Бхулак замолк и тоже отдался созерцанию. А девушка без устали продолжала танец — одно движение естественным образом переходило в другое, и все они были безупречны, и все несли глубокий смысл.
Наконец, барабан и голос певца резко смолкли, и в тот же миг танцовщица, сложив ладони в прощальном приветствии, тоже замерла, словно кто-то выключил чудесную механическую игрушку. Она стала совсем неподвижной, даже будто и не дышала. О том, что это живая девушка, говорили лишь стекающие по её коже капли пота.
— Как же это прекрасно! — с чувством произнёс жрец.
— Это было… приятно для глаз, — Бхулак надеялся, что голос его при этих словах не дрогнул — внутри же себя он оставался в смятении.
— Не думаю, что ты столь же бесстрастен, сколь хочешь казаться, — жрец повернулся к нему с понимающей улыбкой. — Танец Айи не может оставить равнодушным никого из живых.
— Возможно, ты прав, — ответил Бхулак, — но нам следует окончить беседу о важных вещах.
— Сейчас мы это сделаем, — кивнул Хуту-Налаини. — Но скажи мне прежде, не желаешь ты познать, искусна ли Айя в любви так же, как и в танце?
Он желал! Желал так, словно вновь стал отроком, с вожделением подглядывающим за работающими в поле молодыми женщинами Аратты. Он сам не понимал, откуда в нём эта буря чувств — но бороться с ней было невозможно!
— А разве это допустимо? — ровным тоном спросил он жреца. — Ты же сказал, что девушка посвящена богине.
— Я сказал и то, что танцовщицы богини не отличаются в этом от ваших надиту, — жрец расплылся в откровенной улыбке. — И тебе, как посланцу могущественного лугаля Ура, даже не придётся платить.
— Что же, — благосклонно произнёс Бхулак, — я приму твоё радушное предложение. Но сперва закончим наконец наши дела.

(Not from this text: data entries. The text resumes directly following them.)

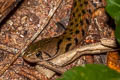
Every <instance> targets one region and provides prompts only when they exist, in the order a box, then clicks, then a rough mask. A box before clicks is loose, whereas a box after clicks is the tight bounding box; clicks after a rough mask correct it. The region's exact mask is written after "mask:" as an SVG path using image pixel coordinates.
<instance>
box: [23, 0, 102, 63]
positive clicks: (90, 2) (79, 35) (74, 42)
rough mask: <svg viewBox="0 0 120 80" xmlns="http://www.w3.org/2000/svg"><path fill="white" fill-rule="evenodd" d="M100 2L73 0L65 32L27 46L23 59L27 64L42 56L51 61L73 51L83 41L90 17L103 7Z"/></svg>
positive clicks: (90, 17)
mask: <svg viewBox="0 0 120 80" xmlns="http://www.w3.org/2000/svg"><path fill="white" fill-rule="evenodd" d="M101 2H102V0H96V1H94V0H74V1H73V7H72V9H71V15H70V20H69V24H68V26H67V28H66V30H65V32H64V33H63V34H62V35H60V36H58V37H53V38H47V39H43V40H40V41H37V42H35V43H33V44H31V45H29V46H28V48H27V49H26V52H25V54H24V55H23V58H24V59H25V60H27V61H28V62H37V61H39V60H41V59H42V58H43V57H41V56H43V55H44V56H45V57H44V58H45V59H48V57H49V59H51V58H53V57H55V56H56V55H60V54H62V53H65V52H67V51H69V50H71V49H73V48H74V47H75V46H76V45H77V44H78V43H80V42H81V40H82V39H84V36H85V35H86V32H87V29H88V26H89V25H90V22H91V18H92V16H91V15H92V13H93V12H94V11H95V10H96V9H98V8H99V7H101V6H103V4H99V3H101ZM45 54H46V55H45Z"/></svg>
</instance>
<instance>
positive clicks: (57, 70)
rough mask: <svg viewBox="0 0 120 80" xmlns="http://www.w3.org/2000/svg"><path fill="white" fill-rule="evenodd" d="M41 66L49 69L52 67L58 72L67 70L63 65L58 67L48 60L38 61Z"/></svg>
mask: <svg viewBox="0 0 120 80" xmlns="http://www.w3.org/2000/svg"><path fill="white" fill-rule="evenodd" d="M37 64H38V65H39V66H43V67H45V68H47V69H50V70H52V71H54V72H56V73H58V74H63V73H64V72H65V71H66V70H65V69H63V68H62V67H56V66H53V65H51V64H49V63H48V62H47V61H42V62H38V63H37Z"/></svg>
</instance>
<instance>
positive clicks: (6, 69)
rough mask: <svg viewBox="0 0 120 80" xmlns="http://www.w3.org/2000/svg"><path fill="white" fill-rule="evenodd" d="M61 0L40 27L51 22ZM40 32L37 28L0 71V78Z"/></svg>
mask: <svg viewBox="0 0 120 80" xmlns="http://www.w3.org/2000/svg"><path fill="white" fill-rule="evenodd" d="M62 1H63V0H59V1H58V3H57V5H55V7H54V8H53V9H51V10H50V12H49V14H48V17H47V18H46V19H45V20H44V21H43V24H42V25H41V27H43V30H44V28H45V27H46V26H47V25H48V23H49V21H50V20H51V18H52V17H53V15H54V13H55V11H56V10H57V8H58V7H59V6H60V4H61V3H62ZM43 30H41V28H39V29H38V30H37V32H36V33H35V34H34V36H33V37H32V38H31V39H30V40H29V41H28V42H27V43H26V44H25V47H24V48H23V49H22V50H20V51H19V52H18V53H17V54H16V55H15V56H14V57H13V59H12V60H11V62H10V63H9V64H7V65H6V66H5V67H4V68H3V69H2V70H1V71H0V76H2V74H3V73H4V72H5V71H6V70H7V69H8V68H9V67H10V66H11V65H12V64H13V63H14V62H15V61H16V60H17V58H18V57H19V56H20V55H21V54H24V51H25V50H26V49H27V46H28V45H29V44H30V43H32V42H33V41H34V40H35V39H36V38H37V37H38V36H39V35H40V34H41V32H42V31H43Z"/></svg>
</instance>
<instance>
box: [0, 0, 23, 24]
mask: <svg viewBox="0 0 120 80" xmlns="http://www.w3.org/2000/svg"><path fill="white" fill-rule="evenodd" d="M21 1H22V0H3V1H2V3H1V4H0V23H1V22H2V20H3V19H4V18H5V17H6V16H7V15H8V14H9V13H10V12H11V11H12V10H13V9H14V8H15V7H16V5H17V4H18V3H19V2H21Z"/></svg>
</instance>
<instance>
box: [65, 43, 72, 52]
mask: <svg viewBox="0 0 120 80" xmlns="http://www.w3.org/2000/svg"><path fill="white" fill-rule="evenodd" d="M71 45H72V44H71V43H68V44H67V45H66V47H65V52H67V51H68V50H69V49H70V46H71Z"/></svg>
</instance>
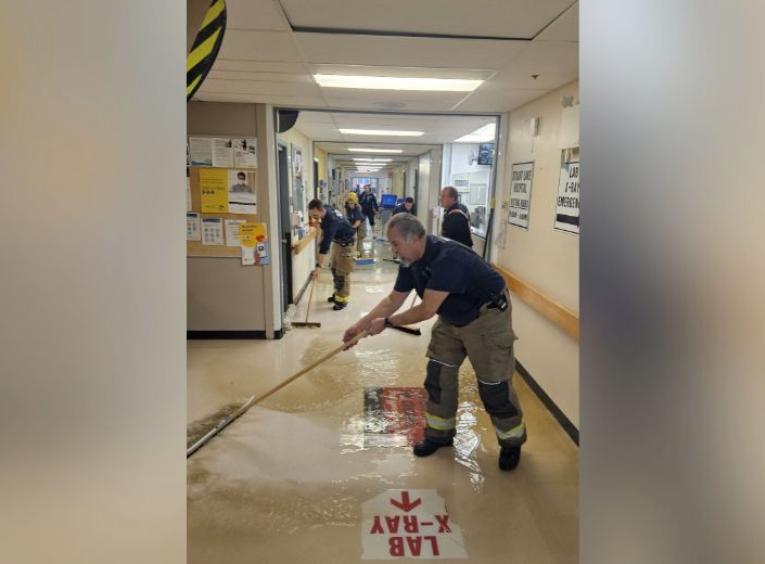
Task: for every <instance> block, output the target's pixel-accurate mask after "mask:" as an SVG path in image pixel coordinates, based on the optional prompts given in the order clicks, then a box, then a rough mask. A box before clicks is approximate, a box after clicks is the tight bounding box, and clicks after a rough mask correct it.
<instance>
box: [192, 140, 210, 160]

— Непременно, — закивал жрец, жестом приказывая танцовщице и музыкантам удалиться.
Бхулак сделал над собой усилие, чтобы не проводить Айю взглядом.
— Итак, славный Шупан, — теперь уже жрец продолжил деловую беседу. — Ты так и не ответил мне, как великий царь Ура и Элама Хутран-темпти примет известие о том, что мы дадим ариям место для поселения в безлюдной части нашей страны?